POSE IN PRESS A collection of articles about Pose Method and Dr.Romanov in various publications.
MEN'S JOURNAL (USA)
HOW TO RUN THE RIGHT WAY
A couple of years back barefoot running was big news - for about a month, until most guys put their shoes back on. Still, this fad can help you RUN FASTER WITHOUT INJURY. by Geoff Van Dyke
RUNNING IS ONE OF THE MOST POPULAR FORMS OF EXERCISE in America, yet, according to devotees of barefoot running, almost everyone does it wrong. They think we shoe-wearing runners tend to overstride and land on our heels, which slows us down and leads to shin splints, sore tendons, and knee pain. We could all be a lot faster and less sore, our barefoot brothers say, if we would learn to run right.

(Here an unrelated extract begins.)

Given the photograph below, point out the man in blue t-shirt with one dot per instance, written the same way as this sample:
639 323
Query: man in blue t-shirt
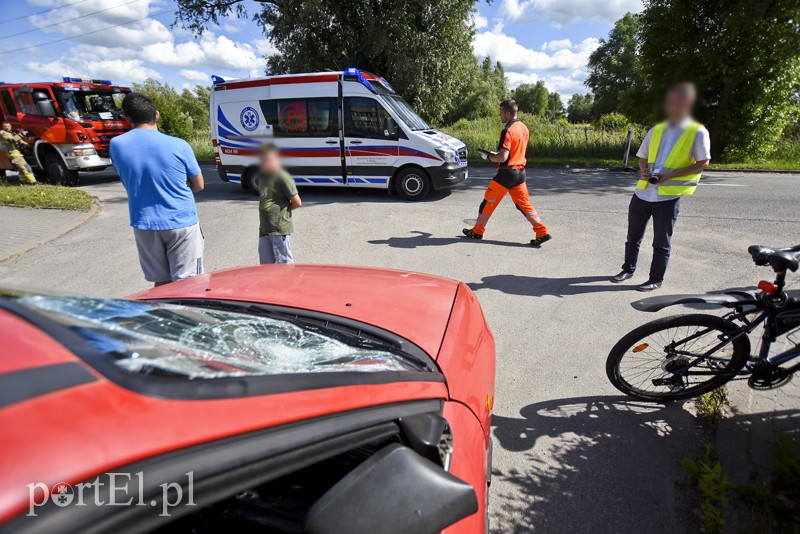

But most guys aren't about to ditch their Asics, which is why shoe¬less running never really caught on. That's a shame, because running au naturel requires you to use proper form: keeping your center of gravity over the balls of your feet, landing on your mid- or forefoot rather than on your heel, and taking shorter, more fluid strides.
The increasingly popular Pose method of running, developed by Russian track coach Nicholas Romanov in the 1970s and brought to the U.S. in the 1990s, shares many basic principles with barefoot running, without the risk of cuts and scrapes. Pose runners believe each stride is a sequence of “poses” designed to make gravity propel you. The key is to keep your weight forward and make your strides short and light; you shouldn't be clomping along like a Clydesdale.
Pose coach Connie Sol recommends doing the following drills once or twice a week. She also suggests running barefoot (or in socks) on a golf course or in a park with debris-free grass. Try it for 10 minutes once weekly to start, then add a minute or two each week. If you think like a barefooter, better running form will become second nature.
| Jump Rope Barefoot
Keep your weight on the balls of your feet. With each jump, make sure you pull your feet up behind you using your hamstrings rather than push¬ing off with your quads. Start with three sets of 10 reps, and add one rep per set each week. When you get up to 20 reps, add another set, then another, until you eventually reach 100-plus reps total (five or more sets of 20 reps).
|Change of Support
Stand in a frozen running position, one foot on the ground, knee bent slightly; lift the other foot off the ground, with that knee bent at roughly 90 degrees. Hop from foot to foot, using your hamstrings to pull the ankle up toward the hip while the other foot comes down. It's like freeze-frame running. Hold each hop for a beat, then repeat, doing 10 reps for each leg. Do one set the first week; add a set per week until you're up to three.
|Hop in Place
Start with both feet on the ground. Hop up quickly, pulling your left heel up behind you, bending the left knee to about 90 degrees. Land on your right foot but keep your left foot off the ground. Hop again; when you come down, land on both feet at the same time. Repeat, pulling your left foot back up. Do 10 reps on one side, then switch to the other side. Gradually increae reps until you reach 20 per leg, then add another set.